Somewhat unrelated but complex communication is driven by the part of the iceberg you don't learn in school.

As I grew up a little, I started to recognize this shortfall but would still make the same mistakes, in a patient, more reserved way by letting the other side state their case, biding my time, waiting to strike, then ripping in. Does this sound familiar? I think it happens to everyone, and often times it’s not even intended.

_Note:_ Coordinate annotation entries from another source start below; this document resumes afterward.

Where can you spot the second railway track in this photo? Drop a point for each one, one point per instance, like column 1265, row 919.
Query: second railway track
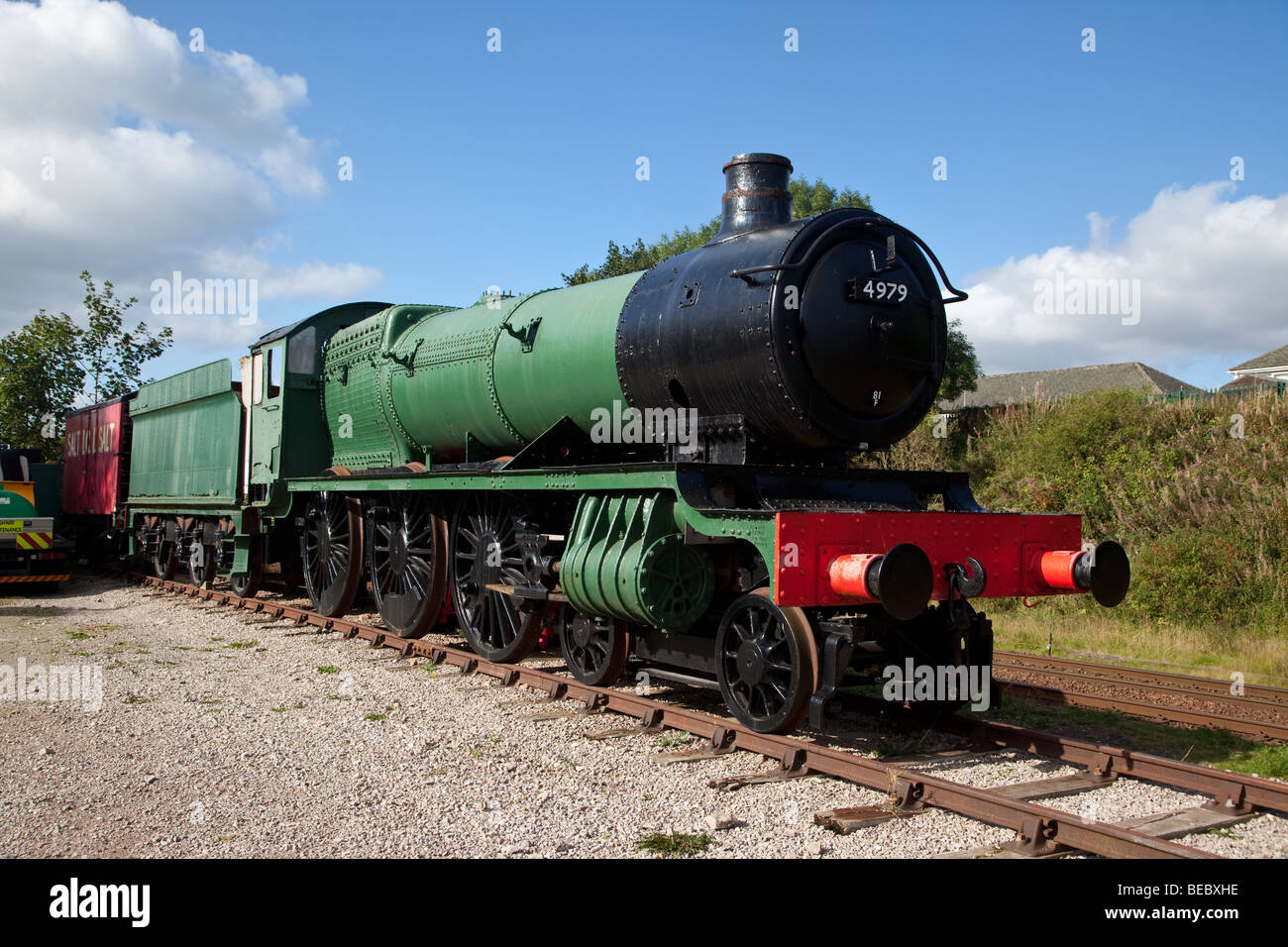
column 1258, row 712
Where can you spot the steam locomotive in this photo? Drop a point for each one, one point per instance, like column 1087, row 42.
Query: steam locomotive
column 651, row 467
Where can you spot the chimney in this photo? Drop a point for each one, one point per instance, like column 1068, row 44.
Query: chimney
column 756, row 193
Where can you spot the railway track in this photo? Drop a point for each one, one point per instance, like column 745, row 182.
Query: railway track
column 1039, row 830
column 1258, row 712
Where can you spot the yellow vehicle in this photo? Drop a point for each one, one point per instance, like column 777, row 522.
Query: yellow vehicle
column 30, row 551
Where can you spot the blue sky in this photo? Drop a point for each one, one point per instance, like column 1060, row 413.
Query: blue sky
column 476, row 167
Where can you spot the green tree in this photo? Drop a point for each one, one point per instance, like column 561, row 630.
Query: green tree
column 40, row 377
column 114, row 359
column 51, row 364
column 962, row 368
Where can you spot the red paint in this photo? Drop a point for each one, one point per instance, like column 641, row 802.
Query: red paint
column 848, row 575
column 1009, row 545
column 1056, row 569
column 94, row 462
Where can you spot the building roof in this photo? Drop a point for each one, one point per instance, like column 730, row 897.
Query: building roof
column 1245, row 382
column 1022, row 386
column 1274, row 359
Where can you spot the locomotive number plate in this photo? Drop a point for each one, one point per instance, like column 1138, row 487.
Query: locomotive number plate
column 884, row 291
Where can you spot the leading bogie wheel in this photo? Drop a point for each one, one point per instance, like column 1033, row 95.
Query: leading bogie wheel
column 595, row 650
column 333, row 552
column 767, row 663
column 484, row 551
column 407, row 544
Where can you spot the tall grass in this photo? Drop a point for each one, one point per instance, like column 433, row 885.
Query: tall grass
column 1196, row 489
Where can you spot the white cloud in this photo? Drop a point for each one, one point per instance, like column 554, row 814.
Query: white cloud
column 161, row 158
column 1210, row 269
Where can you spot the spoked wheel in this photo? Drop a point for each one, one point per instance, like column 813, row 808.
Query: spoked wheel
column 595, row 650
column 201, row 562
column 333, row 552
column 767, row 663
column 408, row 564
column 246, row 583
column 484, row 551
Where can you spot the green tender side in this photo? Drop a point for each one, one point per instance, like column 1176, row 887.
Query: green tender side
column 187, row 438
column 426, row 382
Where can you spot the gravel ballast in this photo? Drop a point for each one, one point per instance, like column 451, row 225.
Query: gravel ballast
column 222, row 737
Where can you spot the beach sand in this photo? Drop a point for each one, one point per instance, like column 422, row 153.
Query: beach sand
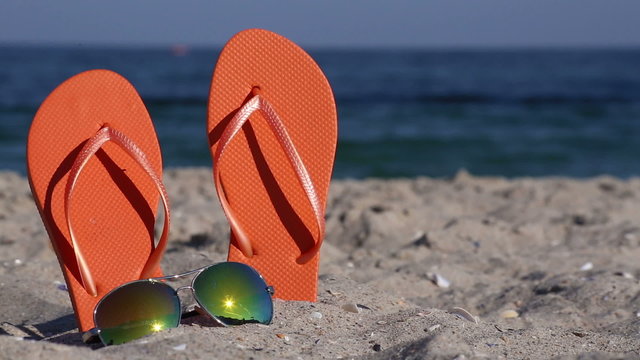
column 546, row 268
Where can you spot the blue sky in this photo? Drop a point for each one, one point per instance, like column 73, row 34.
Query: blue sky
column 320, row 23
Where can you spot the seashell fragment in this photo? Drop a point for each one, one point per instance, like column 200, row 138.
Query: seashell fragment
column 351, row 307
column 439, row 280
column 587, row 266
column 434, row 327
column 316, row 315
column 509, row 314
column 458, row 311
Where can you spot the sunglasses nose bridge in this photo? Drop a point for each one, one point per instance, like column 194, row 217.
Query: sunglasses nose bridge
column 187, row 287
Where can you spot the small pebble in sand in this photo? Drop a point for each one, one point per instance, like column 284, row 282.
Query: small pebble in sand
column 509, row 314
column 180, row 347
column 351, row 307
column 624, row 274
column 440, row 280
column 460, row 312
column 587, row 266
column 316, row 315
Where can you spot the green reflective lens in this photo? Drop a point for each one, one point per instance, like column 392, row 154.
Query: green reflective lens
column 135, row 310
column 234, row 293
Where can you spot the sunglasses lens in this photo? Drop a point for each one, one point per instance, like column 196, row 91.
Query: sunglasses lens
column 135, row 310
column 235, row 293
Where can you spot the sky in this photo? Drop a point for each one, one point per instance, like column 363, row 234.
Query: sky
column 326, row 23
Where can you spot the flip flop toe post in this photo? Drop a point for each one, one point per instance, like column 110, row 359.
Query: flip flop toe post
column 92, row 142
column 272, row 132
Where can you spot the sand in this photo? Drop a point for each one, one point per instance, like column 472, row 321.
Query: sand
column 545, row 268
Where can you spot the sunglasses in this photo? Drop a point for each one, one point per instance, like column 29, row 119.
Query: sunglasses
column 231, row 293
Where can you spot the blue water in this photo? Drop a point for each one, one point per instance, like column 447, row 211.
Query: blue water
column 401, row 113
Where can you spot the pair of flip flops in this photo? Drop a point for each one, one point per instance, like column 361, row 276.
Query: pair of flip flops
column 95, row 170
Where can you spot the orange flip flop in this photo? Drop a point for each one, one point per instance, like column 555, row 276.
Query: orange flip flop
column 272, row 128
column 94, row 167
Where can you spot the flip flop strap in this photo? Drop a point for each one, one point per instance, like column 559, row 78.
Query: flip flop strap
column 92, row 145
column 257, row 102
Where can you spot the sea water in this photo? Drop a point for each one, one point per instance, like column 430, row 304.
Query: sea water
column 401, row 112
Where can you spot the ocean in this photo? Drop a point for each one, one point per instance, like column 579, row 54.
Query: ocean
column 402, row 113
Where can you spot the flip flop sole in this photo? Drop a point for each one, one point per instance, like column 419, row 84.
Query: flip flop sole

I like to read a fair amount and recently I read a book, which I had very little expectations for. I picked it up at Chapters in Regina, where it was sitting under the Chapters MBA section (which is a funny story because it doesn’t look to be part of the Indigo MBA program). It’s called Crucial Conversations – Tools For Talking When Stakes Are High. Now that my title has “Communications” in it, I figure I better figure out how do it, without the bouts of anger and fits that come with emotionally charged conversations! (or clamming up instead of dealing head on)

With little for expectations, I came out the other side with wide eyes.  I had more then a few AH-HA moments while reading it and it felt like it gave me the vocabulary to talk to myself through some situations and the tools to be much more considerate. I’m not the type to become a fan boy overnight or pump tires where they don’t need to be but I would recommend this book in a heart beat. The only caveat I’d give is that, if you’re not in a frame of mind where you know for a fact you can be a much much stronger communicator, don’t waste your time.

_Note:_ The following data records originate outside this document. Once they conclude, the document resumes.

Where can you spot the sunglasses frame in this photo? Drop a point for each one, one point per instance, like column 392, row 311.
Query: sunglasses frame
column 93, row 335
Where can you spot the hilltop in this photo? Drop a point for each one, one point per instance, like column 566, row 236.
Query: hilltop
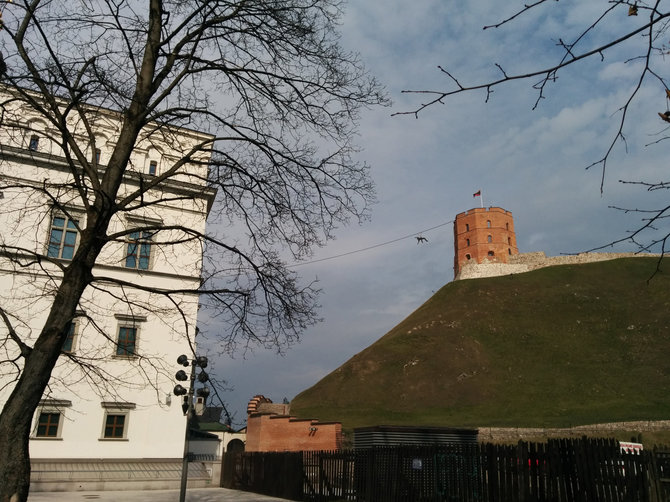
column 556, row 347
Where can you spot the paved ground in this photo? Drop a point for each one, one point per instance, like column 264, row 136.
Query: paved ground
column 192, row 495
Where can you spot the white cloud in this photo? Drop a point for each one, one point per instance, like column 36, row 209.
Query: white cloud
column 531, row 162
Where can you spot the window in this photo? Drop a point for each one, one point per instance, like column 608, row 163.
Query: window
column 68, row 345
column 128, row 334
column 49, row 421
column 115, row 426
column 126, row 344
column 62, row 237
column 47, row 425
column 115, row 423
column 138, row 251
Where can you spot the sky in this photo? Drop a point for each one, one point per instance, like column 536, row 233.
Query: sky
column 532, row 162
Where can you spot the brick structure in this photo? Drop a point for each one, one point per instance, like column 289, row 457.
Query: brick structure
column 483, row 235
column 271, row 428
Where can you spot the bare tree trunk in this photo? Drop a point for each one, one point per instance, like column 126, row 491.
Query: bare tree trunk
column 17, row 414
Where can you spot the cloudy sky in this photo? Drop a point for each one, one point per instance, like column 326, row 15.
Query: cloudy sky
column 529, row 161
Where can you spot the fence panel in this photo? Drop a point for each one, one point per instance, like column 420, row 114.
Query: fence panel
column 562, row 470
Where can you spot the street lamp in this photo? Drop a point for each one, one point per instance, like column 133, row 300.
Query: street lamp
column 187, row 405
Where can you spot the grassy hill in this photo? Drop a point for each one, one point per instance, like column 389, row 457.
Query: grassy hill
column 557, row 347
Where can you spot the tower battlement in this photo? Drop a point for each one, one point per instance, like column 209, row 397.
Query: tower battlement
column 483, row 235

Ask the simple question to try and see the persons green side instead!

One of my big take away’s, and there are many from the book, is that instead of becoming either violent or clamming up, you need to become curious. To communicate instead of blowing a gasket or resenting the other side, it’s a mighty help to step back and ask – “Why would a reasonable, rational, and decent person act this way”. To think of the other side as reasonable, rational and decent does wonders. Sometimes people can be total, and absolute dbags, like this guy… but often times I’ve found myself charging ahead in an argument or conversation with the same vigor as I would with a complete adversary, when the person on the other side is family, my wife, my co worker or a friend.

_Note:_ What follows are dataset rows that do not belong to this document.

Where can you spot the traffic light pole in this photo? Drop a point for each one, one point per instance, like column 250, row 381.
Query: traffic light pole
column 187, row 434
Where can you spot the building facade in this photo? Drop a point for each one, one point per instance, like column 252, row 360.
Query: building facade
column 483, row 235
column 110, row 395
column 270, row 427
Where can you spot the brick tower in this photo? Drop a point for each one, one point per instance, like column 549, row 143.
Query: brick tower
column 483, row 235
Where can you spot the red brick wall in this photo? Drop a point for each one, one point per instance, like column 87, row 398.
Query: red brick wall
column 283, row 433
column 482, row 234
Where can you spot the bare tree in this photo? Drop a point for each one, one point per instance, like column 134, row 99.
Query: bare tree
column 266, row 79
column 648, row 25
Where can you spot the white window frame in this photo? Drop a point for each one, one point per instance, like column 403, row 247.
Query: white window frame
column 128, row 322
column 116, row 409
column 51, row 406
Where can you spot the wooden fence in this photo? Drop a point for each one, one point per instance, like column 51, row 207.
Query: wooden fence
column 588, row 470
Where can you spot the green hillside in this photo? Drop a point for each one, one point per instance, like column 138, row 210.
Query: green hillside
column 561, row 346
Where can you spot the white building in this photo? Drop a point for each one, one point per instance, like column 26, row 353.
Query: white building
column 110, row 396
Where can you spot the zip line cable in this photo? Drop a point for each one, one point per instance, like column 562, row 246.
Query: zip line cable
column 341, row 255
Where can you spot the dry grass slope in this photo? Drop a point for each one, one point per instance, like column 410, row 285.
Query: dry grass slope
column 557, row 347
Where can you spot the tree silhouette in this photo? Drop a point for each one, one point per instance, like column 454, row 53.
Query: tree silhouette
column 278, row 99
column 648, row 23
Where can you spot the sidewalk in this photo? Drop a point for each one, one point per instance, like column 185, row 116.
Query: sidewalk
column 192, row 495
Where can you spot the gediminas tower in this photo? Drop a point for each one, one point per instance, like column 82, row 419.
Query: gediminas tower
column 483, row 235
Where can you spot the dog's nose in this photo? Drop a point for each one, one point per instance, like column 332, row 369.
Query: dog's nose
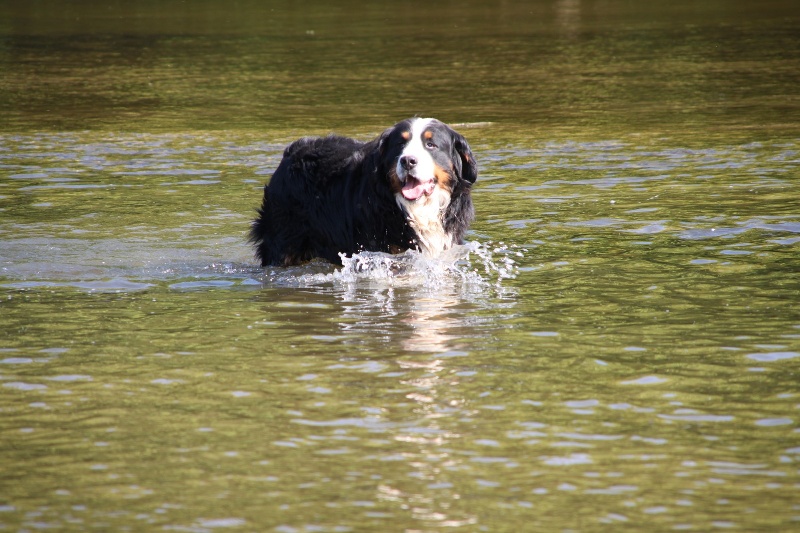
column 407, row 162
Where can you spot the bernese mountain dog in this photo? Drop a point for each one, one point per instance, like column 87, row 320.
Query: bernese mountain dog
column 407, row 189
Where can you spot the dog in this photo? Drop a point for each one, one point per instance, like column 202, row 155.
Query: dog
column 410, row 188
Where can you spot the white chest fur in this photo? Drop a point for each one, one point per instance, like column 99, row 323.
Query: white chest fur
column 426, row 216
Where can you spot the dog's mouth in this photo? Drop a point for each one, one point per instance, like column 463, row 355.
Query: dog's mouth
column 414, row 188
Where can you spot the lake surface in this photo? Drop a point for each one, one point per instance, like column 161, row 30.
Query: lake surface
column 616, row 348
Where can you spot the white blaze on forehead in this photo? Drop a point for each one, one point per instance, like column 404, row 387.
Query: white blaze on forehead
column 416, row 147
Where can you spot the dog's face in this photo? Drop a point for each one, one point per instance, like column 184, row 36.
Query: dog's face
column 426, row 161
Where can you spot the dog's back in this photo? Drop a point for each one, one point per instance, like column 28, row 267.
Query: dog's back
column 334, row 195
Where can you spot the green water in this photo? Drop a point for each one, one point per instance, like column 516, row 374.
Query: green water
column 620, row 350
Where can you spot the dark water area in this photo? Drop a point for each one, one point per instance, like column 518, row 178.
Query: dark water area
column 615, row 348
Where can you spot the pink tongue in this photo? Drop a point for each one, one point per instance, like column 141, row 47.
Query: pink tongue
column 414, row 189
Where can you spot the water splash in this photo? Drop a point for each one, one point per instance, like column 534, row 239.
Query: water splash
column 473, row 264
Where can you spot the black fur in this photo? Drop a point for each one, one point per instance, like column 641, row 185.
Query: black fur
column 333, row 195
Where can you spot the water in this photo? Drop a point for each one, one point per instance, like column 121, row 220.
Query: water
column 616, row 347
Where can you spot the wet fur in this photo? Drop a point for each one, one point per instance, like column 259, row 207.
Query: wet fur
column 332, row 195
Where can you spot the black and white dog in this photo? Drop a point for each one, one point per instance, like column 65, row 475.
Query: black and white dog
column 407, row 189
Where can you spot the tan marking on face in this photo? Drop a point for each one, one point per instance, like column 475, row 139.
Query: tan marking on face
column 394, row 181
column 443, row 178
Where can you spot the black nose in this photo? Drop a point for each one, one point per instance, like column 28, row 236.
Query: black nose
column 407, row 162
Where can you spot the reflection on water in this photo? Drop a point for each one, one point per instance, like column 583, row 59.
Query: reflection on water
column 630, row 352
column 616, row 347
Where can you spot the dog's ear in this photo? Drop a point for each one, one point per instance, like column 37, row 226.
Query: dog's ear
column 383, row 138
column 469, row 167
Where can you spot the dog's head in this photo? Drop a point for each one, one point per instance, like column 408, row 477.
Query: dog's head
column 425, row 158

I think I might be wired with one level of fight, and that’s peddle to the mat! When you take a second and consider the person on the other side as reasonable, rational, and decent, then ask why that person would act this way, it helped me step back, asses then communicate instead of blowing a gasket, and rewired the fight I have with the other side to be (or come close too) a dialogue.

Maybe you can too!?

I'm not a guy who dogears books but I couldn't help myself with this book!